There can be little doubt that the concept of Israel as a close‐knit family of twelve tribes acting in concert before, during, and after the settlement in Canaan is an elaboration of a later period. Although the tribes probably entered the country from outside, they did so for the most part in a piecemeal way, over a long period of time; the people of Israel was in fact constituted for the first time on Canaanite soil. Indeed, some of the tribes, such as Ephraim and Judah, appear to have acquired their names after their arrival in Canaan.

Little is known of the lives of the tribes after their arrival in Canaan, and of the process by which they may have moved toward some kind of national consciousness before the institution of the monarchy; scholarly opinions differ widely. Two groups, Judah (which seems to have been composed of several originally distinct elements) in the south, and the “house of Joseph” (which at some point constituted two distinct tribes, Ephraim and Manasseh) in the central highlands, seem to have been especially prominent. Less is known of the history of the other tribes further north and to the east of the Jordan, with the exception of Dan, which moved, probably under Philistine pressure, from its original territory to the extreme north of the country (Judg. 18; compare chaps. 13–16). The tribe of Levi is an enigma. According to some traditions (Num. 1.47–54; Deut. 10.8–9; 18.1–2; 33.8–11; Josh. 13.14, 33) it was distinguished from all other tribes in that it was given no territorial rights but had special sacerdotal functions that entitled it to material support from the other tribes, among whom its members moved. In other passages (Gen. 34.25–31 and 49.5–7), however, it is portrayed as being on the same footing as the other tribes. (See Levites.)

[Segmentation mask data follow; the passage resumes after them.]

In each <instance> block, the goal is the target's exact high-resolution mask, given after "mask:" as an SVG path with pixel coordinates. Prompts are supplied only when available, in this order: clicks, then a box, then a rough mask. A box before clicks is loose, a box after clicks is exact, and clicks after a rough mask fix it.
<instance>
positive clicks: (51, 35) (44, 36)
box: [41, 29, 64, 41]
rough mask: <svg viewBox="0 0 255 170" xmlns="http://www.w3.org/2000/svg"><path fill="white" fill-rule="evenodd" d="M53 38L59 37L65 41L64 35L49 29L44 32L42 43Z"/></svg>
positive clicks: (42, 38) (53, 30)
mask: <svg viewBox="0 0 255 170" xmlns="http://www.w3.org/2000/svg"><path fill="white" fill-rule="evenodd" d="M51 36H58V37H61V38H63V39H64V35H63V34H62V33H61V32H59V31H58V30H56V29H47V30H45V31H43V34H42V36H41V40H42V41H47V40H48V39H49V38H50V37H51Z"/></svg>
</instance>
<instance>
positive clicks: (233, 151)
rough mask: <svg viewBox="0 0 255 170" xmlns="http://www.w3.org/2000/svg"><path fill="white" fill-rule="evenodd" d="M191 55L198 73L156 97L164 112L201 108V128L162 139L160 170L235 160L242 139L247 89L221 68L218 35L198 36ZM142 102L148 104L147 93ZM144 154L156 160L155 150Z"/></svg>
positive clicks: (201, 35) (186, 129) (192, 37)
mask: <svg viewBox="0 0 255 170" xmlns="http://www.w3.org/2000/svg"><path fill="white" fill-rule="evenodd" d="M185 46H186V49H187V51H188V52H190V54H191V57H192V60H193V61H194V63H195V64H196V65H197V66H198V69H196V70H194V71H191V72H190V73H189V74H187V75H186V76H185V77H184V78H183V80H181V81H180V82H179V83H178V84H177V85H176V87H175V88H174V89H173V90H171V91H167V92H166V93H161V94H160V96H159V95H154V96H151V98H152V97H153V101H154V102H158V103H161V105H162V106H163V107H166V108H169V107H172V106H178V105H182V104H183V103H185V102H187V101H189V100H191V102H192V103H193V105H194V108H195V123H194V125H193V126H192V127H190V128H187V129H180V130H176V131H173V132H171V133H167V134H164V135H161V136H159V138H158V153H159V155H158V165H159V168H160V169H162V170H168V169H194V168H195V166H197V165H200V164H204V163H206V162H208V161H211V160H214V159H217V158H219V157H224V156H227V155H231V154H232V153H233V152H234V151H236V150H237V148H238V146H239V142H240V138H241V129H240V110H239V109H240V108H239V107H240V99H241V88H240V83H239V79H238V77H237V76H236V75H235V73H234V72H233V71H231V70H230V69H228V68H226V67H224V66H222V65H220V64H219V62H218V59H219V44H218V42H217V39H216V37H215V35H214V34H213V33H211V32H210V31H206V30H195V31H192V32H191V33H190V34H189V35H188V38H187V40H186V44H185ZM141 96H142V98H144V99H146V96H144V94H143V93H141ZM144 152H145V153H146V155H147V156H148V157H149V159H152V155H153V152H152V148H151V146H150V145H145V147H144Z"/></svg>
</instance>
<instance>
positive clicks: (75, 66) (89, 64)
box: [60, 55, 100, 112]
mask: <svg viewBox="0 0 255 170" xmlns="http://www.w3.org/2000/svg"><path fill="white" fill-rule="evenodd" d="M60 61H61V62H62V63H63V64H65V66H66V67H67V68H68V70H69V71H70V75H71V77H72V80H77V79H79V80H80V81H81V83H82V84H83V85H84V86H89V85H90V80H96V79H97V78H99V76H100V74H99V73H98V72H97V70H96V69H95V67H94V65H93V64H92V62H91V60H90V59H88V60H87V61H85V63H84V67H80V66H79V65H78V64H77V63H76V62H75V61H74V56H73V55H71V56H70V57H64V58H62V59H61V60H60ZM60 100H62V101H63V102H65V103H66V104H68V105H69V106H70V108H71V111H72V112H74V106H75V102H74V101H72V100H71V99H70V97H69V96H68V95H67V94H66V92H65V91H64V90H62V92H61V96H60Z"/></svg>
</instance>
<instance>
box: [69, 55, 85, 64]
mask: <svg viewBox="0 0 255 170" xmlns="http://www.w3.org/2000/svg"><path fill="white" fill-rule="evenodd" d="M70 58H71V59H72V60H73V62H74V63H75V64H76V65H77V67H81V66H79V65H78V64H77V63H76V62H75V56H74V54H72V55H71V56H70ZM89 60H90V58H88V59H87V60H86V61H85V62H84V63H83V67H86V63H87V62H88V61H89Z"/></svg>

It is important to realize that the word “tribe” does not necessarily suggest a nomadic or seminomadic existence or origin: in the ancient Near East and elsewhere, it frequently denotes a territorial group of settled agricultural or even urban people who claim a common ancestry. Moreover, despite the impression given by many passages in the Bible, the tribe was not the basic social or economic unit in Israel in either premonarchic or later times; the basic units were the family and the village, which were bound together by local agricultural and other common concerns. The larger body, the tribe, was a much looser unit whose main function was apparently, in the period before the monarchy, to provide a militia in times of danger. With the advent of the monarchy, the tribes lost this function and were henceforth little more than a means of genealogical identification. The division of the kingdom after the death of Solomon was a political rather than a tribal matter.See Israel, History of.